Today, I said goodbye two our two-year-old Australian nephew, not sure when we will see him again. As we near the sixth anniversary of our son’s birth and death, I realise how far we have come, not only geographically, but psychologically as well. Passing the fifth year was a milestone for us.

February: Human Shade

In February, my debut short collection Human Shade was published by Lost Horse Press in America. It was extremely heartening to see so many orders arrive in such a short time. I brought a few copies with me to England.

March: London Calling

In March, we made the decision to move to London. Having lived my entire life in California, I had no idea just what a leap this would be for me.

April: Adieu, America

In April, I said goodbye to America, but not to being an American. In fact, living here, I have never felt so American as I do now. My father also bid me farewell in a very special way.

May: Through the Looking Glass

In May, we arrived with just our suitcases. We had one week to find a place to live before the start of my new job. After the whirlwind subsided, I began to feel like Alice, down the rabbit hole in a world that only superficially resembled the one I had known.

June: Notes on Contemporary British Poetry

In June, I began to take advantage of my circumstances by way of comparative Anglo-American poetics. So began an effort to overcome what I have deemed “poetic culture shock“ — and come to understand the subtle differences between British and American poetry.

July: Discovering an Artistic Ancestor

In July, I discovered a remarkable book by another poet named Peake, which had a profound effect on me.

August: The Nature of Peace

In August, the London riots exploded not far from our home while we were on holiday in Wales with my parents. The contrast prompted this meditation.

September: An American Werewolf in London

In September, I began to put my finger on the sense of otherness that had been haunting me, and let myself howl a bit at the moon.

October: “On Being Straight (A Thought Experiment)

I wrote this piece in October, and within a short span of time my “thought experiment” turning the tables on identity politics had received over 95,000 views on StumbleUpon, and been republished in The Good Men Project.

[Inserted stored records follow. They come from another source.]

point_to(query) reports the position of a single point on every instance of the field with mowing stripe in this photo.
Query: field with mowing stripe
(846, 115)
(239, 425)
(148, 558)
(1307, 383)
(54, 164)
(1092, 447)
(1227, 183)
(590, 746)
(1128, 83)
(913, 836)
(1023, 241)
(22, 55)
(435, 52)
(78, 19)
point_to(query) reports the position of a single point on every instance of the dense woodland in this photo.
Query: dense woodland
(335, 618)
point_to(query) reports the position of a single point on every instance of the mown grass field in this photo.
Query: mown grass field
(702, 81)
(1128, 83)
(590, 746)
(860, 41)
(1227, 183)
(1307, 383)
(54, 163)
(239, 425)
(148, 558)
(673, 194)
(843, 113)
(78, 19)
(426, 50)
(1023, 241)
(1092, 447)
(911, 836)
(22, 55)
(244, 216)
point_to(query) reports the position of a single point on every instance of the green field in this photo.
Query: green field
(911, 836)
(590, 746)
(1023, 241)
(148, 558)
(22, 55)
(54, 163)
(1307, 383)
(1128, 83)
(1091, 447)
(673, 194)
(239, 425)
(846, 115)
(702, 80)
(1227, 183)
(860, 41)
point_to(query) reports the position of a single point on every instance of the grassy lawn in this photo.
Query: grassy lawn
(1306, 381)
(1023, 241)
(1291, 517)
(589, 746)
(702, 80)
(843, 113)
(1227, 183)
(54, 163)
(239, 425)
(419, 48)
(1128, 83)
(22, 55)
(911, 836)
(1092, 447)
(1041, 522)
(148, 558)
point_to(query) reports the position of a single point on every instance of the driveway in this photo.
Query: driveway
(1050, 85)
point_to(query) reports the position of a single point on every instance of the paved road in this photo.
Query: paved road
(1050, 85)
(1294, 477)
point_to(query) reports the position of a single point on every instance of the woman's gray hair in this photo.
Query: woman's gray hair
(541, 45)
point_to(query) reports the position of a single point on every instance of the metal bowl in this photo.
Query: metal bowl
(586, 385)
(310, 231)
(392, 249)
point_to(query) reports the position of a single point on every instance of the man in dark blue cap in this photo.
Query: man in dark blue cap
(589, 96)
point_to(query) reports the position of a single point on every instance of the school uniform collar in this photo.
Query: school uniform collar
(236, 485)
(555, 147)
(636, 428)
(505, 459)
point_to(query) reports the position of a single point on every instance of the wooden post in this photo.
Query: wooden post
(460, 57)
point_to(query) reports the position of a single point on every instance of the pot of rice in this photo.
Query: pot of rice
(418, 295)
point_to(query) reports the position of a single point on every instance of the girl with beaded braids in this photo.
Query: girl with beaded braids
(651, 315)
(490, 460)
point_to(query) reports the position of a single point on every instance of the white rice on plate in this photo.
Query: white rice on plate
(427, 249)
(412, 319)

November: “The Invisible Father

A colleague’s casual remark set off this mini-essay for The Good Men Project about the being a father without a child.

December: “British Matches

In December, Aperçus Quarterly published this short poem, inspired by the warning label on a pack of matches. Along with comparative Anglo-American poetics, I seem to be studying semiotic estrangement — the effect of “everyday” signs and symbols on a cultural outsider.

It has been a remarkable year. Wishing peace to you and yours in 2012!


2010 Roundup Year-in-Review

Father Time and Baby New Year

Once again, I have looked back over my posts from the past year, and pulled one favorite for each month.

January: Amichai and Nasrallah

In comparing these two remarkable poets from either side of the Israeli-Palestinian conflict, I am struck by their similarities.

February: An Unexpected Dedication

A massive sculpture is installed downtown to commemorate the Ojai bear, and remembers another to me unexpectedly.

March: Blogging the End That is the Beginning

A friend who passed away this year started a blog near the end of his life to share his revelations.